Ekonom: Redenominasi tepat dilakukan saat ini



JAKARTA. Terkait keinginan Bank Indonesia (BI) dan pemerintah untuk menyederhanakan nilai mata uang rupiah melalui skema redenominasi. Ekonom Senior Standard Chartered Bank Aldian Taloputra berpendapat rencana redenominasi cukup tepat jika dilakukan saat ini.

"Saya rasa cukup tepat, melihat saat ini, sistem keuangan Indonesia, termasuk inflasi dan nilai tukar tergolong stabil," jelasnya pada KONTAN, Rabu (21/6).

Ia menilai akan ada beberapa dampak positif dari redenominasi rupiah ini. Terutama soal kemudahan teknik perhitungan. Pasalnya, selama ini secara teknis selalu melibatkan banyak digit. "Nantinya, digit rupiah akan lebih pendek dan mempermudah perhitungan," ungkap Aldian.


Selain itu, dalam hal transaksi, jumlah digit perhitungan yang panjang seperti saat ini berpotensi menyebabkan kesalahan dalam transaksi. Aldian memperkirakan jika rencana redenominasi kali ini tidak akan menyebabkan penurunan daya beli uang seperti kebijakan sanering yang pernah dilakukan Indonesia tahun 60-an.

"Redenominasi berbeda dengan sanering. Kita lihat juga fundamental ekonomi Indonesia sudah lebih kuat saat ini," tuturnya.

Ekonom Institute for Development of Economics and Finance (Indef) Bhima Yudhistira menilai redenominasi punya tujuan dan manfaat yang baik. Hanya saja butuh persiapan yang cukup lama, terutama untuk sosialisasi atau pemahaman ke masyarakat.

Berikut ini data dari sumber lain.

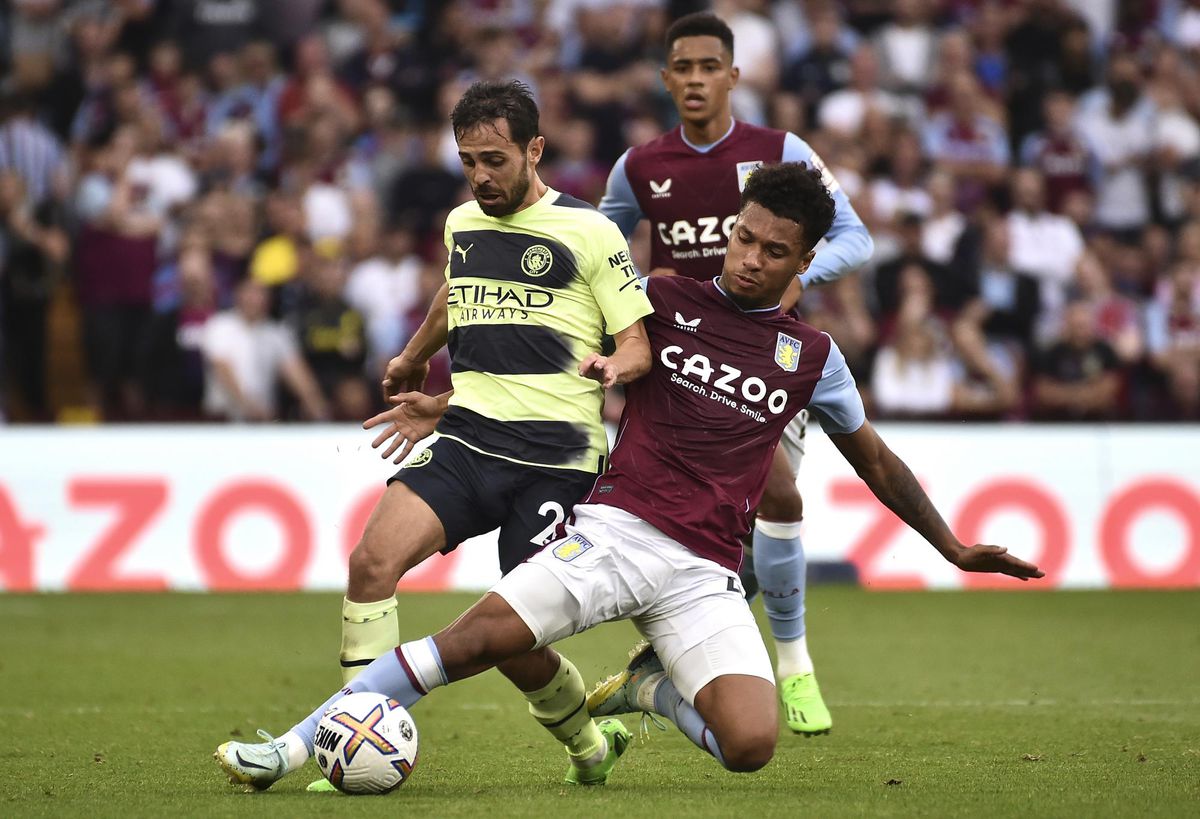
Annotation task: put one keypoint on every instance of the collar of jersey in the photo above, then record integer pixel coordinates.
(717, 284)
(705, 149)
(547, 197)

"Timing redenominasi juga penting. Kurs rupiah harus dalam kondisi stabil, sehingga tidak menimbulkan gejolak. Kondisi ekonomi juga harus kiat, minimal pertumbuhannya di atas 5,5%,'' jelasnya.

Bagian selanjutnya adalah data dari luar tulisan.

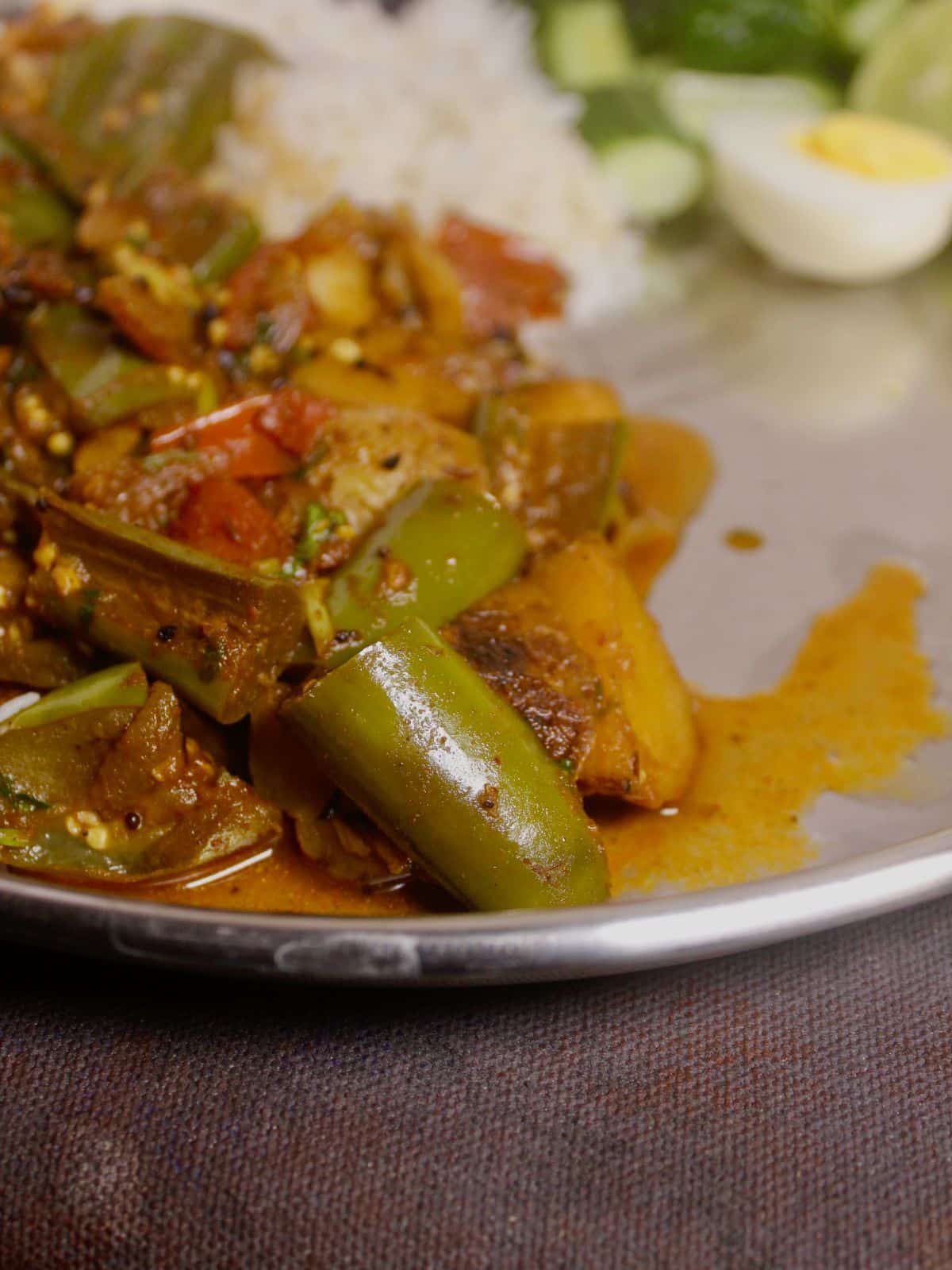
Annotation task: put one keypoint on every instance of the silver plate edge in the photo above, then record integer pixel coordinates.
(480, 948)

Ia kembali menambahkan, kontrol pemerintah terhadap inflasi juga perlu diperkuat kalau ingin menerapkan redenominasi. Seperti kasus redenominasi di Turki yang berhasil karena pemerintah berhasil mengendalikan inflasi pasca redenominasi.

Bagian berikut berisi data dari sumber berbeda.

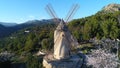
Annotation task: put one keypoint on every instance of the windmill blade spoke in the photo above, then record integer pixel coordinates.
(52, 13)
(71, 12)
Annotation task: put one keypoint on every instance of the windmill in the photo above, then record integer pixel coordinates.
(63, 40)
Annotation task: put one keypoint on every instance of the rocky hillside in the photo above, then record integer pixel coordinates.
(111, 8)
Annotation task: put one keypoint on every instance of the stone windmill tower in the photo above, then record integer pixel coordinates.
(63, 40)
(63, 44)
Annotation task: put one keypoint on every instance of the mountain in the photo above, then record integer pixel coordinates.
(8, 24)
(111, 8)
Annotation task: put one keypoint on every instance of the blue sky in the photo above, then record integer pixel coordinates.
(19, 11)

Terkait kepentingan redenominasi, Bhima berpendapat redenominasi bermanfaat untuk simplifikasi sistem akuntansi. ''Akan ada dampaknya pada efisiensi biaya operasional bisnis,'' ujarnya.

Manfaat kedua, soal fluktuasi kurs, misalnya tidak terlalu berdampak pada psikologis pasar. Misal, US$ 1 = Rp 13.000, kalau turun 1% saja rupiah langsung melemah di Rp 13.130.